Однако Джойс по крайней мере сознательно выбирал себе позицию. Этого нельзя с такой же уверенностью сказать о Вирджинии Вулф: страницы ее дневника в дни Октябрьской революции заполнены выражениями скорби по поводу смерти собаки Тинкер и досужей болтовней с друзьями по Блумсберри. Отказав плачущей горничной в просьбе о повышении зарплаты, Вулф предается следующему размышлению:

«У бедных нет надежд; у них нет ни воспитания, ни самоконтроля для защиты – монополия на все великодушные чувства принадлежит нам (может быть, это и не совсем так, но в общем не лишено смысла)».

И все это – в декабре 1917 года. Неудивительно поэтому, что несколько лет спустя английская писательница Кэтрин Мэнсфилд написала по поводу романа Вирджинии Вулф «Ночь и день», что полнейший отказ от каких бы то ни было упоминаний о войне есть «душевная ложь».

«Невозможно, чтобы война оставалась целиком за пределами романа. Должна была совершиться перемена в умонастроениях. Как страшно видеть „приспосабливающихся“ людей. Я глубочайшим образом ощущаю, что теперь ничто не сможет быть таким же, как прежде, что, будучи художниками, мы совершаем предательство, если не замечаем этого. Мы должны учитывать все это и находить новые выражения и новые формы для наших новых мыслей и чувств».

Именно такую перемену в способах выражения мы и находим в «Улиссе», несмотря на самоизоляцию автора. То же можно сказать и о «Бесплодной земле» Элиота, где хорошо ощутимы:

И слезы, и вопли,

тюрьмы и дворцы, и раскаты

весеннего грома в дальних горах,

причем как раз в той главе, где, по словам самого автора, тема воскресения Христа и стремление апостолов укрепиться в своей вере сливаются с «нынешним упадком Восточной Европы».

В октябре 1922 года к власти в Италии пришел Муссолини.

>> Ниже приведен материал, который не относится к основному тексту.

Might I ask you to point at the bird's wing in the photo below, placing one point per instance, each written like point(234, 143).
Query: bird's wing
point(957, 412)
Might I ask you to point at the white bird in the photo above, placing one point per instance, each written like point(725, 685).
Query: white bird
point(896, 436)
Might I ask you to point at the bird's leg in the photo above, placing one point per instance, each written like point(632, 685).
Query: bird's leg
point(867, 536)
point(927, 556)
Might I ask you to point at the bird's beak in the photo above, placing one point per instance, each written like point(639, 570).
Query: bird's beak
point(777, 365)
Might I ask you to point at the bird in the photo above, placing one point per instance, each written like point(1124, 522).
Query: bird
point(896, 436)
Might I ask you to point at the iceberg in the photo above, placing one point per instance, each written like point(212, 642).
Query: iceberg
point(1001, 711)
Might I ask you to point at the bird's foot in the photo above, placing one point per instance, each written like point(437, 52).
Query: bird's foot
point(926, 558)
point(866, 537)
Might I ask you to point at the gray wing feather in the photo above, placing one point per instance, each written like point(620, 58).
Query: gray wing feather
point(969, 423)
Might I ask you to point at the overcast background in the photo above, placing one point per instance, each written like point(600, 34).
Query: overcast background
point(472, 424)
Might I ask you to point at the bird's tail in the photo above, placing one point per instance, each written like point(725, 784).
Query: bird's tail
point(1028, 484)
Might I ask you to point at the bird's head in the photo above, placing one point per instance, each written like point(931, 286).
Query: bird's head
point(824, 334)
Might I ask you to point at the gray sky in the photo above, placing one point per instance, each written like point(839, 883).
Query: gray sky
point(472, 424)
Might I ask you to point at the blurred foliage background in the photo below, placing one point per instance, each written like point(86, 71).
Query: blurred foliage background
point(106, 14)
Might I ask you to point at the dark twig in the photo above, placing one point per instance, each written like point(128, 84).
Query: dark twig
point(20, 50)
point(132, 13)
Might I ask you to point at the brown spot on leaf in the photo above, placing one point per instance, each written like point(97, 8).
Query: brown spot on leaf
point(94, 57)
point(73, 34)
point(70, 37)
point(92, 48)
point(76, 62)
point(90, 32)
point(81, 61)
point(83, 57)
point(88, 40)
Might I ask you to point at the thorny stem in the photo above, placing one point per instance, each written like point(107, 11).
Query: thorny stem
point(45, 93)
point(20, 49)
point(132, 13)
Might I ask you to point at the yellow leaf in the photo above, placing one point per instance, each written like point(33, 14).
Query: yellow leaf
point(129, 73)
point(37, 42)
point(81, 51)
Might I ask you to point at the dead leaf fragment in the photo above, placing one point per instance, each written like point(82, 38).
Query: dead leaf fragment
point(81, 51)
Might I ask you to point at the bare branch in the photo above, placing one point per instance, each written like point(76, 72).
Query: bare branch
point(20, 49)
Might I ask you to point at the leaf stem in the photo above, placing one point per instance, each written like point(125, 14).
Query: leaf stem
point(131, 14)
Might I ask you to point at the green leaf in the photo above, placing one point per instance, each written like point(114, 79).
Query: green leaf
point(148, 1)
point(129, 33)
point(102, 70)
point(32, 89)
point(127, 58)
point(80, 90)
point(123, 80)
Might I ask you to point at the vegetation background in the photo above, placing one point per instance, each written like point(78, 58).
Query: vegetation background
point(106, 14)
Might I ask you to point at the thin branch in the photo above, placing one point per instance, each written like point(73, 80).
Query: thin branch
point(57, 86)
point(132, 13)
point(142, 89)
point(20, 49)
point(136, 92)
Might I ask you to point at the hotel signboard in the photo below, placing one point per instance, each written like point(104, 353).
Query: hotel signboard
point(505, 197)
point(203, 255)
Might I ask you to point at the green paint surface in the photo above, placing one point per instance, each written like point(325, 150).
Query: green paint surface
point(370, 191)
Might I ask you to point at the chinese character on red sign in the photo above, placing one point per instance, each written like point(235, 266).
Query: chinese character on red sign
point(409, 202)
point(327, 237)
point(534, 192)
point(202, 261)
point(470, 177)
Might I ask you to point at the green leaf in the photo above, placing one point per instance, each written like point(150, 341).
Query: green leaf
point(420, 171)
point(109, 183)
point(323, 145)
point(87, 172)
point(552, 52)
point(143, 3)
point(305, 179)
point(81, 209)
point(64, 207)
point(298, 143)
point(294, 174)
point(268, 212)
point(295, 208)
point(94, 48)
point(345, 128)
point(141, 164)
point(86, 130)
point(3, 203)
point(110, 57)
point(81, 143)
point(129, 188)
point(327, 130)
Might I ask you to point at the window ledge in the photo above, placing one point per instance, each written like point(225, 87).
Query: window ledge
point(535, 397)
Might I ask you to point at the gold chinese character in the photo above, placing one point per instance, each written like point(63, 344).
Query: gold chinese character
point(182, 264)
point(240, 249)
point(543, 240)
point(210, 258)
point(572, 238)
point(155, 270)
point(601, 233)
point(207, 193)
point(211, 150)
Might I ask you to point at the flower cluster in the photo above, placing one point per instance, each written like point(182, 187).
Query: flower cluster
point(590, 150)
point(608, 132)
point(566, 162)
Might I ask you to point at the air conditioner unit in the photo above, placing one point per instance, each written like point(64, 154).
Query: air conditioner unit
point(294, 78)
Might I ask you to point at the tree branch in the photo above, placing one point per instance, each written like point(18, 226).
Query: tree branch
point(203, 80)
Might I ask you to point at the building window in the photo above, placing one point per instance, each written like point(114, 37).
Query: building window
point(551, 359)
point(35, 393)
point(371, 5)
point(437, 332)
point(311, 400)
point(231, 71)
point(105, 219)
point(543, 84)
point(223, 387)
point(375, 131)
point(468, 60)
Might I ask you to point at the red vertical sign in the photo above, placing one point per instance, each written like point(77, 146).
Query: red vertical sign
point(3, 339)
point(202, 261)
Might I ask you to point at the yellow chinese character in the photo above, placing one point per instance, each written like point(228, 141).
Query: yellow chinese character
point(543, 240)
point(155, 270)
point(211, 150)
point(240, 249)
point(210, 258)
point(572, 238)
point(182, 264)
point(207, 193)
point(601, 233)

С момента окончания войны и вплоть до мая 1920 года Маринетти и футуристы были среди самых верных его сторонников: они тоже были ревностными патриотами, энергично выступали в поддержку войны и на протяжении некоторого времени были первыми и в демагогии, и в устройстве уличных беспорядков. Однако художники-футуристы полагали, что фашисты, как и они, стоят на антимонархических и антиклерикальных позициях, и, когда на съезде в Милане весной 1920 года фашистская партия сместилась вправо, футуристы временно лишили ее своей поддержки. Тогда-то Маринетти и написал «По ту сторону коммунизма», найдя довольно неожиданного поклонника в лице Антонио Грамши, который в январе 1921 года с одобрением говорил о нем и о футуризме на страницах «Ордине нуово». Грамши, в частности, напомнил слова Луначарского, сказанные на II конгрессе Интернационала о том, что Маринетти – «революционный интеллигент». Позже в письме Троцкому Грамши напишет, что журнал футуристов «Лачерба» читают и рабочие. Футуристы, по мнению Грамши, изначально действовали во имя разрушения буржуазной культуры в пользу «новых форм искусства, философии, нравов, языка», прокладывая путь новой пролетарской культуре, творцами которой выступают трудящиеся; футуристы следовали «четко революционной, абсолютно марксистской концепции». Хотя подобная оценка звучала как одобрение тех самых ценностей, которые советские руководители отрицали в своих нападках на Пролеткульт, вместе с тем не подлежит сомнению, что немало представителей так называемой второй волны футуризма (то есть футуризма послевоенных лет) к этому времени отреклись от бьющей на эффект высокопарности первых выступлений. Например, Э. Прамполини или театральный режиссер А.Дж. Брагалья стоят уже ближе к более широкому движению творческой интеллигенции Европы. Но период расхождения с фашизмом длился недолго. Маринетти предпринял было в Париже попытку повторить свой предвоенный успех, но не добился ничего, кроме серии провалов. После того как Муссолини победоносно пришел к власти, Маринетти вновь стал поддерживать его и впоследствии получил титул члена Итальянской академии. Футуристское движение тем временем угасало, оставляя на долю самых что ни на есть традиционных живописцев-неоклассиков задачу представлять официальное искусство фашизма.